He loved the intricate plans he saw in caper movies, usually of bank robberies. He could see the artfulness of the director and the screenwriter: the otherwise uncommitted viewer was drawn into the plot by its seeming explicitness. Everything seemed to be carefully mapped out. One wanted it to succeed, just as one listened in anticipation for the resolving chord of a musical phrase. And then, of course, the enactment was drawn out, heightening the viewer’s tension, until some ludicrous little incident cropped up, some dumb little thing that one couldn’t have anticipated or predicted, like a kid wandering into the scene, or a car double-parked and blocking the getaway route, whole traffic-stopping parades that materialized out of nowhere. People panic and start screaming, noon whistles blow and startle a gunman, who begins to fire wildly … a fire alarm next door, a tiny barking dog that won’t go away … always a bunch of things. And, of course, it screwed everything up.

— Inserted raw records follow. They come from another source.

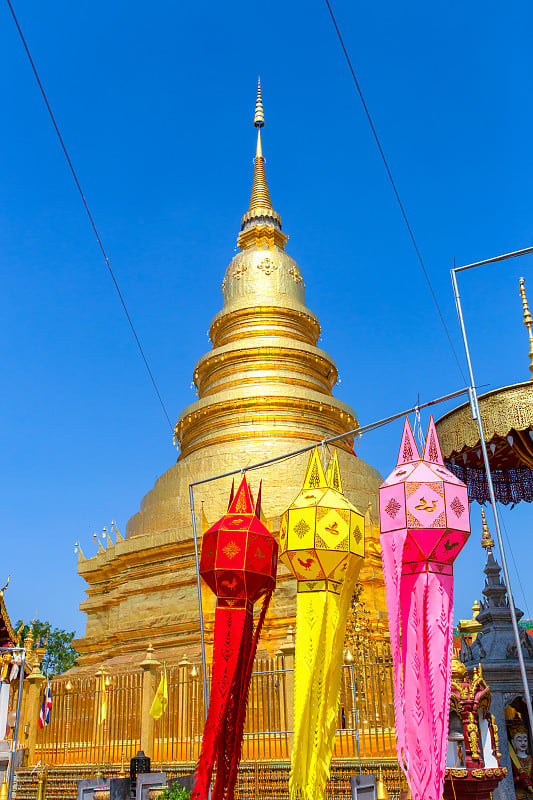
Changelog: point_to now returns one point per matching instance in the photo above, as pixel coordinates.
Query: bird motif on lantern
(322, 543)
(238, 562)
(425, 523)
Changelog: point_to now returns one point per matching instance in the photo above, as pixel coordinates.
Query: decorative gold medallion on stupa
(264, 389)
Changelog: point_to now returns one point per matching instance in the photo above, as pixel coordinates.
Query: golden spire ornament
(259, 119)
(528, 322)
(261, 225)
(260, 197)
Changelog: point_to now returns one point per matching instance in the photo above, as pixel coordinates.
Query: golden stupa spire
(528, 322)
(261, 225)
(260, 197)
(486, 539)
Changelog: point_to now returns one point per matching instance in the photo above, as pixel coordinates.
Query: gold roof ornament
(528, 322)
(471, 627)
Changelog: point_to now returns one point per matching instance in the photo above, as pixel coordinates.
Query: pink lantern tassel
(424, 524)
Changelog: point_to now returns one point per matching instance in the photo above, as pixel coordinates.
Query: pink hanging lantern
(424, 521)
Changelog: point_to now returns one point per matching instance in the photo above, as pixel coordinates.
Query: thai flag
(44, 716)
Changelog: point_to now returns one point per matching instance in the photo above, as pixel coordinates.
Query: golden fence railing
(75, 736)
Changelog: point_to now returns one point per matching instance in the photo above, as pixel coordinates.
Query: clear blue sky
(155, 103)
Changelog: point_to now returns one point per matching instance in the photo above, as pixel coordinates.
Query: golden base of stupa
(264, 389)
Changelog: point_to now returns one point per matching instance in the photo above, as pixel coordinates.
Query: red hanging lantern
(238, 562)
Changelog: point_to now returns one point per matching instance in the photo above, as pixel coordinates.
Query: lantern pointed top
(258, 502)
(243, 502)
(314, 476)
(232, 493)
(408, 450)
(333, 473)
(432, 451)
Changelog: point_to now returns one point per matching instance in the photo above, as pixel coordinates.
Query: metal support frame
(291, 454)
(476, 415)
(17, 719)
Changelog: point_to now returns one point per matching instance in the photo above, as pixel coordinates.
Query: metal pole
(352, 670)
(474, 405)
(199, 588)
(16, 732)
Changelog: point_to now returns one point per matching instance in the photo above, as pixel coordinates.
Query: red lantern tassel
(235, 646)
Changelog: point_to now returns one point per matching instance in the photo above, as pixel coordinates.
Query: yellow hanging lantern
(322, 543)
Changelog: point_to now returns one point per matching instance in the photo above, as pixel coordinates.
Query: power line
(106, 259)
(393, 184)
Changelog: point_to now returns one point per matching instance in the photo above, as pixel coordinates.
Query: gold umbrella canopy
(507, 416)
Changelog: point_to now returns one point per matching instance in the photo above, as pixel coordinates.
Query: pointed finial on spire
(259, 119)
(528, 322)
(261, 225)
(486, 539)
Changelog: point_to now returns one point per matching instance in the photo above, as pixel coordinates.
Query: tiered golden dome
(264, 389)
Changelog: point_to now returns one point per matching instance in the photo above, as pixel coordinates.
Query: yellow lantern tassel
(309, 678)
(322, 753)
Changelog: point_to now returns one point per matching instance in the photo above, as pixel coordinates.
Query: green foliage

Well, it would, wouldn’t it? This released tension into action, into another more rapid train of events. Usually it ended in a hail of bullets, sometimes quite satisfyingly in an exhilarated gangster looking back and laughing as he somehow managed to elude pursuit.

And now, Joe realized, at the last moment, something seemed to be happening on the flight line. It was time. It was getting late. Visibility was already reduced. The guard came out and so did the women, not casually but purposefully. They descended the ramp and walked together the few steps to the nose of the plane. Terrific! He couldn’t have asked for better. Even the pilots had come out. And the guard didn’t seem to be armed.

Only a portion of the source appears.